Le terme « naturel » vise à signaler le caractère pré-intentionnel des comportements sociaux et avec cela, le fait qu’ils n’ont pas besoin du langage pour exister. La preuve la plus solide comme défense de ce postulat a été donnée par Elisabeth Noëlle-Neumann 222 . Nous nous y attarderons dans la troisième partie, avançons pour l’instant que la sociologue allemande s’était rendu compte, lorsqu’elle enquêtait sur la notion d’opinion publique, qu’il existe, chez les citoyens, une tendance très forte à répondre sur les désirs, les actions ou les intentions d’autrui lorsqu’ils sont interrogés à ce sujet dans le cadre, par exemple, d’enquêtes sociologiques. Pour Noëlle-Neumann, cela était surtout une preuve de l’importance que chacun reconnaît au jugement extérieur. En ce qui concerne l’intentionnalité collective, cela nous semble illustrer fort bien l’existence de ce que Searle appelle une « nous-conscience ». Signalons cependant, reprenant la précision du philosophe américain, que la reconnaissance d’un tel phénomène n’implique pas la reconnaissance d’un esprit transcendant ou d’une totalité supérieure à laquelle nous aurions accès de manière individuelle. Au contraire, la réalité de cette « nous-conscience » en fait précisément une entité vide de sens tant qu’elle n’est pas investie dans des processus de communication. C’est à ce moment que des signifiés peuvent se rattacher à cette réalité et la rendre fondatrice de la dimension collective de l’identité.

Ainsi, si l’on considère la possibilité d’une forme collective d’intentionnalité, il faut que l’on puisse égalementrendre compte de la distance qui s’opère, dans les processus de communication, entre le « nous » énonciateur et le monde.
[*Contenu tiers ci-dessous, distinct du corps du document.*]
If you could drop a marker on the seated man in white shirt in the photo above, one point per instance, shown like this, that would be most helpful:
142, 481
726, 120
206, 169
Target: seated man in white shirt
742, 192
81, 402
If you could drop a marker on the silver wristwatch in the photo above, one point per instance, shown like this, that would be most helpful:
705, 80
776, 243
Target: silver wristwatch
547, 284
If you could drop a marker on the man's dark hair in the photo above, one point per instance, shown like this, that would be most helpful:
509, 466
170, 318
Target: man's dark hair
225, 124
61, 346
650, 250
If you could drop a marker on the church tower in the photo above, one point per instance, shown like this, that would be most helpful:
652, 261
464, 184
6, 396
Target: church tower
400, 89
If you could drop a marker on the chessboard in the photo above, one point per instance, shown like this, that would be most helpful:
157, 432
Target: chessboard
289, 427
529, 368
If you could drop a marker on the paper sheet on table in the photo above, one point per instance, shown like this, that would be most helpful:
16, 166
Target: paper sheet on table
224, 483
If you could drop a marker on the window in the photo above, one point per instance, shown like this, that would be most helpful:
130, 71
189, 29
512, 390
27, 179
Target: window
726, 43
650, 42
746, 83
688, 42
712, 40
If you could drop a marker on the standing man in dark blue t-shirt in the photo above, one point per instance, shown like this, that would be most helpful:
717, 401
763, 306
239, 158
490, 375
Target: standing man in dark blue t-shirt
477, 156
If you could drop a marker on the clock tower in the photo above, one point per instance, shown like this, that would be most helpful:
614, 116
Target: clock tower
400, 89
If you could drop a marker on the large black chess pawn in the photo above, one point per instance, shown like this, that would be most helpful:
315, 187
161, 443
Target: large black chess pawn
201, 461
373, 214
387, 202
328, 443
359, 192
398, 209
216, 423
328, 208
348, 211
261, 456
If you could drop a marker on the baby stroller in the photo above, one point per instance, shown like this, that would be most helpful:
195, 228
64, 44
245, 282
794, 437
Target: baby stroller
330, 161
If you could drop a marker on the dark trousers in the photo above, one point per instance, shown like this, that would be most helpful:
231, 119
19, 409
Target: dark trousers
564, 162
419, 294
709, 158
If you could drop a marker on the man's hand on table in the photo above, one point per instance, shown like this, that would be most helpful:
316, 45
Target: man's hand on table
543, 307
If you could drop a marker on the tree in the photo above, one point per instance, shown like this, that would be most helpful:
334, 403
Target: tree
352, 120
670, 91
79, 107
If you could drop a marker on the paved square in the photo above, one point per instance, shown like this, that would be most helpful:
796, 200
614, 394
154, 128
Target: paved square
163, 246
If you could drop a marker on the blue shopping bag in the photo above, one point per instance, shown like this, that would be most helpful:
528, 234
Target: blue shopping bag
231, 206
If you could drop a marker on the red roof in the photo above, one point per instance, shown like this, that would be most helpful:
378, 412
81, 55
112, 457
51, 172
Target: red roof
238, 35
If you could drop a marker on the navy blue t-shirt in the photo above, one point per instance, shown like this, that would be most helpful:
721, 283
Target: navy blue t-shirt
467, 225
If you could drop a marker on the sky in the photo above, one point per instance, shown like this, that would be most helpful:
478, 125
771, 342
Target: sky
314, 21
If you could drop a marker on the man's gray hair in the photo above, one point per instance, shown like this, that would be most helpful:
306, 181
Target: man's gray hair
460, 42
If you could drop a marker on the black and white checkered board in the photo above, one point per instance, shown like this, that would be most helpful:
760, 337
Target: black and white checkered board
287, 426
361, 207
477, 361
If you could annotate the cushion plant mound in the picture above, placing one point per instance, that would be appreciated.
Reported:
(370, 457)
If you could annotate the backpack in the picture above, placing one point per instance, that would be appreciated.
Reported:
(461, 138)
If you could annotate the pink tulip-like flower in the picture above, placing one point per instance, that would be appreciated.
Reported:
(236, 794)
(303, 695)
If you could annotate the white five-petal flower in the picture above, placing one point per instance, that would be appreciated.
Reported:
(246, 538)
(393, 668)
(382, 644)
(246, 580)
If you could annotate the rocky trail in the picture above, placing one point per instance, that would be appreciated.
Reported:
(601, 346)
Autrement dit, de même que ce n’est pas la présence de l’intentionnalité qui rend automatiquement toute action individuelle rationnelle, ce n’est pas non plus l’existence d’une forme collective d’intentionnalité qui assure nécessairement la rationalité du monde social. La rationalité du monde social tient à un certain type de faits sociaux, que nous appelons faits institutionnels et qui sont issus de la mise en place de règles constitutives et de l’application de règles régulatives.

Notes
219.

SEARLE, J.R : 1995 op.cit. (p. 42).

220.

Idem (p.42).

221.

Ibidem (p.43).

222.

NOËLLE-NEUMAN, E: La espiral del silencio. Opinión pública, nuestra piel social, Paidós, Barcelona 1995. Ce livre n’étant pas traduit en français, nous en donnerons les références selon l’édition espagnole que nous avons consultée.